The mass of the red giant Sun will be carried away by stellar winds, gradually weakening its gravitational pull on everything around it. The remaining planets, asteroids and comets will drift out into wider orbits, with some continuing on like normal and others becoming destabilized.
The red giant phase could last up to 1.5 billion years, from the initial expansion to the final casting off of its outer layers.
Unlike high-mass stars that go supernova, the Sun’s life will end more peacefully. The final curtain call will begin with the Sun casting off its outer layers during its red giant phase through intense stellar winds. This forms a growing shell of gas and dust around the Sun. The red giant slowly whittles away while the shell thickens. At first this diffuse gas will be cold and invisible but when the last of the Sun’s outer layers are blown away, the inner core will finally be exposed, and its intense ultraviolet radiation is unleashed. This begins the last beautiful flourish of the Sun’s glory.

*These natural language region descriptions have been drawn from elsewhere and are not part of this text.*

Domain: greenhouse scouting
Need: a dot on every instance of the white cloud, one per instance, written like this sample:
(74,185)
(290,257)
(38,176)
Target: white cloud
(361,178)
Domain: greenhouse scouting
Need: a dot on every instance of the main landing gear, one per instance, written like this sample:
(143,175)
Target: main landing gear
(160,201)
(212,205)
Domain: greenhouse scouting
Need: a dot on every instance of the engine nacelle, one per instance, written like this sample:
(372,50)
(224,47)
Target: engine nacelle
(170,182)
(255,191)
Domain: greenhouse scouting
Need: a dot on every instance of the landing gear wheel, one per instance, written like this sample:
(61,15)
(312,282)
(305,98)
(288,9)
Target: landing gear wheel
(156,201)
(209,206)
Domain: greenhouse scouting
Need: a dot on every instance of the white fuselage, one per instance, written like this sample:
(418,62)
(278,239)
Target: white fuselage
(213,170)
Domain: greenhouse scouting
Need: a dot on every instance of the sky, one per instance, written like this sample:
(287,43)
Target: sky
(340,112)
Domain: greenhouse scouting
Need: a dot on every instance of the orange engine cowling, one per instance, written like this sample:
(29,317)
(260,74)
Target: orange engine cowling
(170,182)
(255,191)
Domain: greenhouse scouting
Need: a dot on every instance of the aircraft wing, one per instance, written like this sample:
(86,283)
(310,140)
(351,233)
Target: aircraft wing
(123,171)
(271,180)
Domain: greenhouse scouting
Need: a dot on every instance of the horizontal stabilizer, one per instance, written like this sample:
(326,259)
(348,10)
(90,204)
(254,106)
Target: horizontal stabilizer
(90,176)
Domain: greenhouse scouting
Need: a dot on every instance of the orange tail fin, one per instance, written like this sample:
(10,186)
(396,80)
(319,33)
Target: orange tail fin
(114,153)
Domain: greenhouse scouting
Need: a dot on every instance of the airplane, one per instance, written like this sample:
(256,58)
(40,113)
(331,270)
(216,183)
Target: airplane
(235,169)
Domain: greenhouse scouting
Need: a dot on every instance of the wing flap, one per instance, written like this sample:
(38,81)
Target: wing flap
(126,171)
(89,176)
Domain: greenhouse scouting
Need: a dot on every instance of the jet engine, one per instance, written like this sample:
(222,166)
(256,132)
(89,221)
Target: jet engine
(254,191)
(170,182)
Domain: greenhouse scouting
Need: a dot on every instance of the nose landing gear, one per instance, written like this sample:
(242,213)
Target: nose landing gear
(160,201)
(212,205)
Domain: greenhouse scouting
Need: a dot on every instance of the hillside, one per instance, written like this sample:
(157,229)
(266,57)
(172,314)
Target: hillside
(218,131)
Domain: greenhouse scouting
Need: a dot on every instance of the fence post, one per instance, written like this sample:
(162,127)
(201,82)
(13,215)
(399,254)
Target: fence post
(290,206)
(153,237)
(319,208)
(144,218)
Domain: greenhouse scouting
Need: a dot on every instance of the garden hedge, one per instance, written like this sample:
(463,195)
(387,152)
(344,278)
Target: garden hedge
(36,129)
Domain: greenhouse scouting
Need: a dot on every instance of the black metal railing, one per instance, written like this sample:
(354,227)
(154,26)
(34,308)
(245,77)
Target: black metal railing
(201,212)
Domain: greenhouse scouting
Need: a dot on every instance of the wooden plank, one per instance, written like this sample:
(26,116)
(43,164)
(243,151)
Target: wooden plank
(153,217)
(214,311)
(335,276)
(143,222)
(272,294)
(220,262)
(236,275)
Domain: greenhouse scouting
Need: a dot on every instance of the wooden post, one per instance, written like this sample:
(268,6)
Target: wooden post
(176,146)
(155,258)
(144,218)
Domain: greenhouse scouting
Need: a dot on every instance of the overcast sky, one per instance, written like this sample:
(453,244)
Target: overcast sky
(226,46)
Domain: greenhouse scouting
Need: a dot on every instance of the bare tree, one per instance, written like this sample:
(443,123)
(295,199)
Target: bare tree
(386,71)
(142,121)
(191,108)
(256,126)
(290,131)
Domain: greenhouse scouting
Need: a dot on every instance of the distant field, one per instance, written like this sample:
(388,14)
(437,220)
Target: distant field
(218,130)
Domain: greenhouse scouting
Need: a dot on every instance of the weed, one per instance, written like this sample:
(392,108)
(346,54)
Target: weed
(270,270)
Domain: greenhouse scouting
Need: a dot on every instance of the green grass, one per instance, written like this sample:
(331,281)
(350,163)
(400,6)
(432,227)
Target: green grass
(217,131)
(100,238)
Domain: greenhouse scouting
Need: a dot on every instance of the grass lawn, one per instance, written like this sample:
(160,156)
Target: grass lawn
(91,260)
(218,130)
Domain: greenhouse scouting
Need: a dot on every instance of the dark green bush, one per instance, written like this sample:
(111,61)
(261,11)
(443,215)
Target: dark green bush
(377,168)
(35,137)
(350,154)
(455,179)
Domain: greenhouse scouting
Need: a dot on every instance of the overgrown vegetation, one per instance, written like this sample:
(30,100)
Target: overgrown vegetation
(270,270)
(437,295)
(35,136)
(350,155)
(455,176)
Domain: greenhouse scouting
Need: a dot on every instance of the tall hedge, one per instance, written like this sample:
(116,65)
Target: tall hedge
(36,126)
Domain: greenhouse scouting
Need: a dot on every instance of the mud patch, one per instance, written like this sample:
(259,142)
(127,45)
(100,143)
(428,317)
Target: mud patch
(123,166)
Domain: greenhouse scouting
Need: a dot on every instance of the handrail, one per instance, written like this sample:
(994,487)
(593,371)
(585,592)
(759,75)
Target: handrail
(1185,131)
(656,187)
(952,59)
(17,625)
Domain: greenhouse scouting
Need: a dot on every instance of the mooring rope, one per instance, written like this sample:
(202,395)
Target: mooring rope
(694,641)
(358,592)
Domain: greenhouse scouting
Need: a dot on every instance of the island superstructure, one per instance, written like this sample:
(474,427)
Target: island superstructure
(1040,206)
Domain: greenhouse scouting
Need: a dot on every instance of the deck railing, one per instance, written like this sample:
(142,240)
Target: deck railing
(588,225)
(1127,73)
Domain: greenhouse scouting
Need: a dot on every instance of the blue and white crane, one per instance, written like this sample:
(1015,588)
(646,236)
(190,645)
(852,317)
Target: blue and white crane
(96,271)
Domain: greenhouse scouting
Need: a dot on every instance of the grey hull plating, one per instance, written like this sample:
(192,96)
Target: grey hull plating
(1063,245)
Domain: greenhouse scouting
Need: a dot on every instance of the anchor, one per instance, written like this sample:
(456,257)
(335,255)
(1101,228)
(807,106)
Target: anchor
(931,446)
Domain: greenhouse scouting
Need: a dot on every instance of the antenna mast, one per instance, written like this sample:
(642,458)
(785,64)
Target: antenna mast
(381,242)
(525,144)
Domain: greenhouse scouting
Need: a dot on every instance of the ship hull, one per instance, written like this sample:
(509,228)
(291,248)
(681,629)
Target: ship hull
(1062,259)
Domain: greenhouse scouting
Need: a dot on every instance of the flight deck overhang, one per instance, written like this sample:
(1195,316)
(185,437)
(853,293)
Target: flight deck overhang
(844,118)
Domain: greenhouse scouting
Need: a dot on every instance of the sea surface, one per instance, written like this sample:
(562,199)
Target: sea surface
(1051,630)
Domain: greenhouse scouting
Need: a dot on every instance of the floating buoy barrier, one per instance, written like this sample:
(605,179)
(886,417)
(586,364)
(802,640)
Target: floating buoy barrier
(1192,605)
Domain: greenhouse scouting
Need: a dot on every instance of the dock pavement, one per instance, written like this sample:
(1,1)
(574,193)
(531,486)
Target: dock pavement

The immense shell of gas around the Sun is ionized, absorbing the ultraviolet and re-emitting it as visible light. The hydrogen, oxygen and nitrogen gas begins to glow in bright colors of green, blue and red. The shell of gas has become a planetary nebula.
Fun fact: Planetary nebulas are called as such because when they were first observed in the late 18th century they were mistaken for planets due to their roughly round shape.
This beautiful, iridescent shroud will last an astronomical blink of an eye (around 10,000-20,000 years) before the expanding gas spreads thin and dissipates into the surrounding interstellar medium. One day, that dispersed gas may condense again and form parts of new stars and new worlds.
When the Sun has finished shedding off its outer layers into the surrounding space, all that will remain of it is the collapsed core in the form of a white dwarf. This left behind stellar remnant will be an incredibly dense object, retaining half of the Sun’s initial mass packed into a glowing sphere slightly larger than Earth. It will still radiate residual light and heat but will be much dimmer than it was in its main sequence phase. The surface of the white dwarf could initially reach temperatures of 100,000°C but will immediately begin to cool.
The remaining solar system will be much emptier and darker, and the white dwarfs grasp on its surrounding objects much diminished. The surviving planets and asteroids, orbiting in wider, slower, more elliptical paths. Over billions of years, gravitational interactions between planets and passing stars may destabilize these orbits, ejecting some planets entirely. The icy bodies of the Kuiper belt and Oort cloud, of which the Sun already had a tenuous grasp, will mostly become unbound. They will disperse and drift out into the darkness of interstellar space; some possibly scooped up by the gravity of other stars.
Over trillions of years the white dwarf will get cooler and dimmer, eventually becoming a black dwarf, completely invisible to the cosmos.